Proof of Response doesn’t itself impose any requirements on the message that Sarah sends to Alice besides the fact that it needs to be signed by Sarah. It is up to the protocols that build on top of Proof of Response to introduce validation of such messages, and procedures to enforce their correctness. This also means that Proof of Response can be used by many types of protocols and many different use cases, from AI to crypto and beyond.
As another example, consider a data storage protocol. Protocols such as Filecoin, Arweave, Sia, and OnMachina have mechanisms in place to ensure that the providers of the storage store the file for the agreed upon duration, but they do not have a way to ensure that the data is served. In such protocols the data providers already have a stake that works as an assurance that the data is stored. With proof of response, the protocols can reuse the same stake to ensure that the data is also served. A user that wants to get data from the storage provider can request it via Proof of Response. As was shown above, they will either receive the response from the provider, or separate them from the network. The data storage protocol can build extra slashing mechanisms into their contracts that would slash the data provider if they get disconnected from the network, or if the user can provide any message signed by the data provider that doesn’t adhere to the data storage protocol.
Once we started working on Proof of Response, we noticed that there are many places where it can be helpful. For example, blockchain nodes would be easier to design if the nodes can be certain that their peers will respond to their block requests. AI inference providers such as Hyperbolic can provide provable guaranteed uptime to their users.
Most importantly, in a large network of AI agents, agent creators can provide assurances to the developers who want to take dependency on their agents that either their agents will be online and available, or a compensation will be paid out to the developer, all handled by smart contracts. This way, Proof of Response ensures liveness of agents in the agentic Internet of the future.

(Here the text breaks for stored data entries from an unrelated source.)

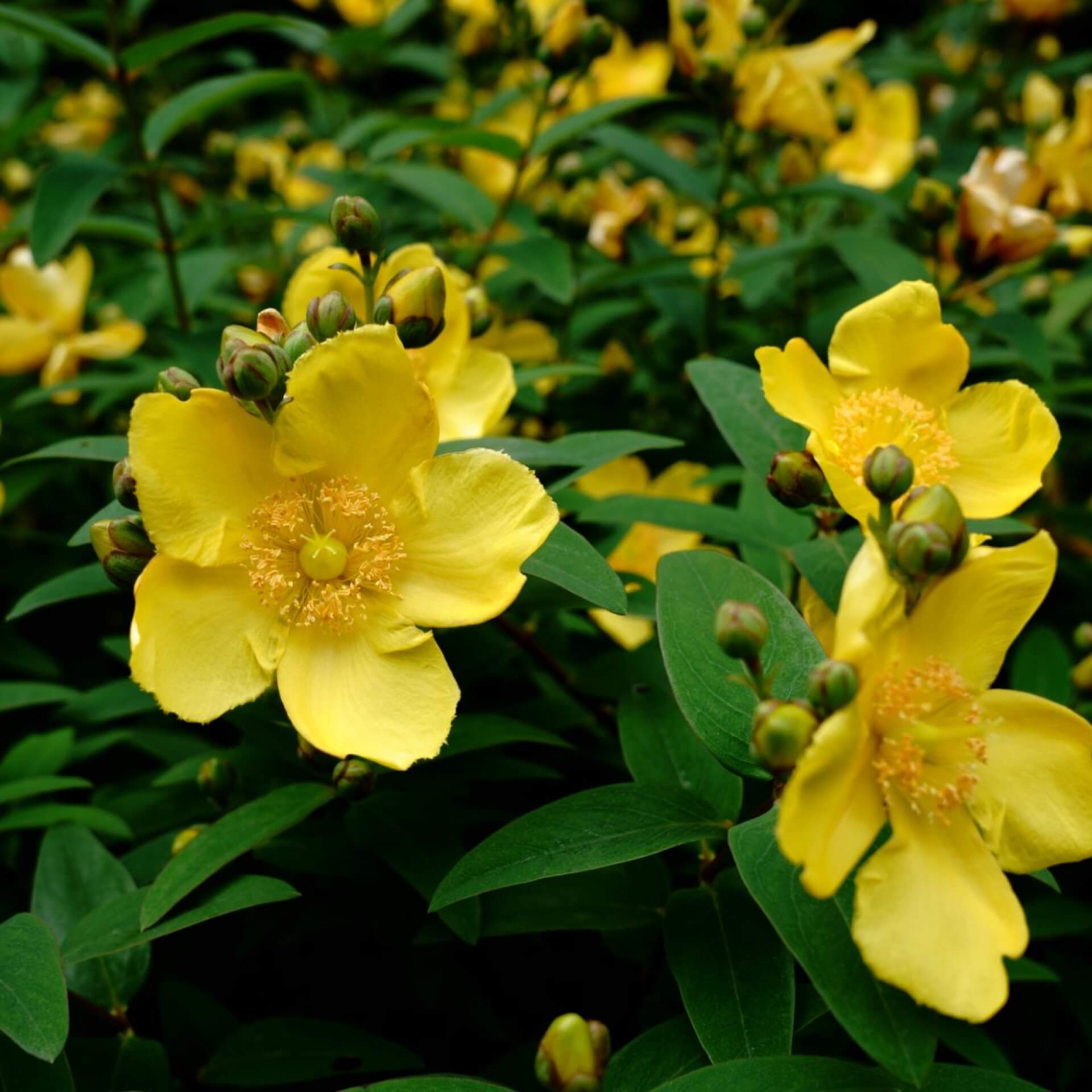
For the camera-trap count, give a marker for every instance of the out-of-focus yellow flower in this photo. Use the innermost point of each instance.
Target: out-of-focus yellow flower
(895, 377)
(879, 149)
(783, 88)
(959, 770)
(997, 206)
(313, 552)
(85, 118)
(644, 544)
(473, 386)
(43, 328)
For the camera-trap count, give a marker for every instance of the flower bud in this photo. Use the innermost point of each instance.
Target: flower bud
(833, 685)
(888, 473)
(176, 382)
(573, 1055)
(795, 478)
(741, 629)
(781, 732)
(414, 301)
(330, 315)
(356, 224)
(125, 484)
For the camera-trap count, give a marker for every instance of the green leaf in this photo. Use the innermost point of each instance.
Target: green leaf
(66, 192)
(226, 840)
(733, 396)
(76, 874)
(34, 999)
(661, 748)
(75, 585)
(57, 35)
(884, 1021)
(153, 51)
(289, 1050)
(200, 100)
(587, 830)
(689, 589)
(569, 560)
(734, 973)
(115, 928)
(655, 1057)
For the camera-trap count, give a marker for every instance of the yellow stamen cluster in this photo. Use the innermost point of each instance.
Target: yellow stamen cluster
(292, 521)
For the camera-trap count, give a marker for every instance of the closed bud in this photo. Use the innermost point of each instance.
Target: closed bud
(356, 224)
(795, 478)
(888, 473)
(781, 732)
(125, 484)
(833, 685)
(741, 629)
(573, 1055)
(176, 382)
(414, 300)
(330, 315)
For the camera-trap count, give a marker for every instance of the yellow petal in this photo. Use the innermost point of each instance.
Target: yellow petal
(201, 642)
(356, 410)
(382, 690)
(202, 465)
(1003, 438)
(797, 386)
(832, 809)
(468, 521)
(898, 340)
(934, 915)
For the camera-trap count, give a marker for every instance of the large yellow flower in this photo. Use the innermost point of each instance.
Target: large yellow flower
(644, 544)
(315, 549)
(473, 386)
(895, 377)
(43, 328)
(973, 781)
(879, 149)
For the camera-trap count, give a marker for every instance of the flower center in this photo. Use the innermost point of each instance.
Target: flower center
(872, 420)
(316, 552)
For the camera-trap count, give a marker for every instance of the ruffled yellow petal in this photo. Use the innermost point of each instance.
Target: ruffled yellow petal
(898, 340)
(201, 642)
(832, 809)
(468, 522)
(1003, 437)
(934, 915)
(382, 690)
(356, 410)
(202, 465)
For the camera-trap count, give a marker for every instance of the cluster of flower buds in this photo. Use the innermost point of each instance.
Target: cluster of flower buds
(573, 1055)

Besides liveness, we also need to ensure the safety of the agents, meaning that we want to make sure that the agents do what they claim to do, and do not leak private user data in doing so. Both of these guarantees can be ensured by using another technology called Trusted Execution Environments (TEEs). NEAR AI will be using Proof of Response as part of a system utilizing TEEs and will share another post about how it works very soon.